Sus emociones, sus recuerdos infantiles aparecen plasmados en algunos de sus poemas como el titulado 'Pájaros negros junto a los ventanales', incluido en 'Viaje al exterior'. También los paisajes y retratos leoneses están presentes en su poemario 'Viaje al interior' (por el que recibiera el Premio Gonzalez de Lama, "un espejismo de alegría"), o en el poema 'Quien nunca he sido', perteneciente a 'Baladas del abismo' y aun en otros de 'Halcón herido' o 'Demonio contra arcángel'. Asimismo, también aparece la tierra leonesa en sus artículos.
León como recuerdo
León sigue siendo, para ella, el lugar en que vivían sus padres, el de sus amigos, el de sus vecinos Fernández-Llamazares Nieto, que fueron sus compañeros de infancia con los que cambiaba objetos maravillosos desde las ventanas con un calderín de playa que subía y bajaba... Ese León "del gran médico de huesos don José Mayo que me salvo la vida en una osteomielitis a los seis años, León de los patines y la bicicleta, el de los paseos tranquilos y los cielos resplandecientes.
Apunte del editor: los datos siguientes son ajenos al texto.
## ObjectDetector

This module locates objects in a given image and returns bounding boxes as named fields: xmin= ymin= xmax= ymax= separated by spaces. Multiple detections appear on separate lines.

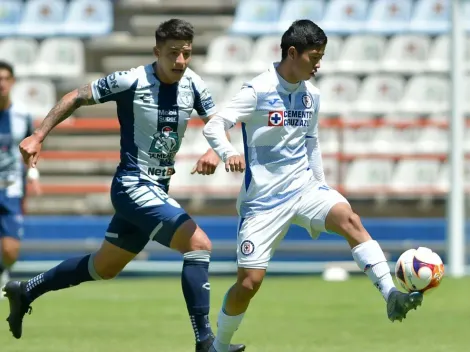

León de los afectos y las afables personas de todo tipo amigas de mi padre, un hombre bueno, abogado compasivo que trascendía las ideologías en el trato humano. El León de Paco Villagordo, de Tazón y de Luis Crespo, de Antonio Gavilanes o de Antonio González de Lama, de Cosme Rodríguez Mínguez, Ángel Marín o la Orquesta de Cámara, el León de Luis Saénz de la Calzada, de Severino, Morillo y Guillermo, de Paco, la Gestoría... El León de los guardicioneros, -todavía me acuerdo de la tienda de Elías en Padre Isla, del Maragato, de los mecánicos –Negral- y los chapistas, los carpinteros, los libreros, de las chicas de servicio que lloraban sus pueblos en pisos como nichos... El León de las niñas 'bien' vestidas de fantasía por impecables modistas: Sensia, Modas Vicanrro... De fotógrafos como Antonio Salazar. León de Andrés Viñuela y Jerónimo Norberto, de los coches de choque y las piscinas heladoras, de los señoritos del Casino, de los gitanos y los mendigos de la ciudad paralela que espiaban a las que tomábamos el sol en la hierba cercada por arbustos, ay... León de los castaños de Indias, del Garaje Norte y el Sanatorio Hurtado y sus árboles de lilas... Desde sus ventanas las monjitas nos tiraban baldes de agua a los patinadores intrusos... El León posterior, remoto y desaparecido también que salió en el borbotón del poema 'Manuel Jular en negro por un rato'. Ese León en que ya no viven (Santa) Manuela González Brasa, mis padres, ni están presencias como la de Chus de 'Casa Benito' ni los amigos asturianos con los que canté en mi juventud".
No se olvida, tampoco, de sus amigas de infancia, entre ellas, Covi Guisasola, Begoña y María Jesús Muñiz, Carmen Rosa y Beatriz Navarro, Pilar de Celis, Camino Fernández, Elenita ¿? la filipina, Cati Otero Hidalgo... "Tengo que exceptuar a los que eran prepotentes, machistas, y que vivían insultando y despreciando a los demás desde cargos públicos o políticos, algo muy triste y demasiado común todavía en León y nuestro país, donde quedan demasiadas herencias feudales y anticívicas de prepotencia y desprecio", aclara Margarita, quien cree que España debe normalizarse en su relación con la historia, con su pasado, y suavizarse en la convivencia diaria que arrastra tantas maneras anormales e incluso podridas.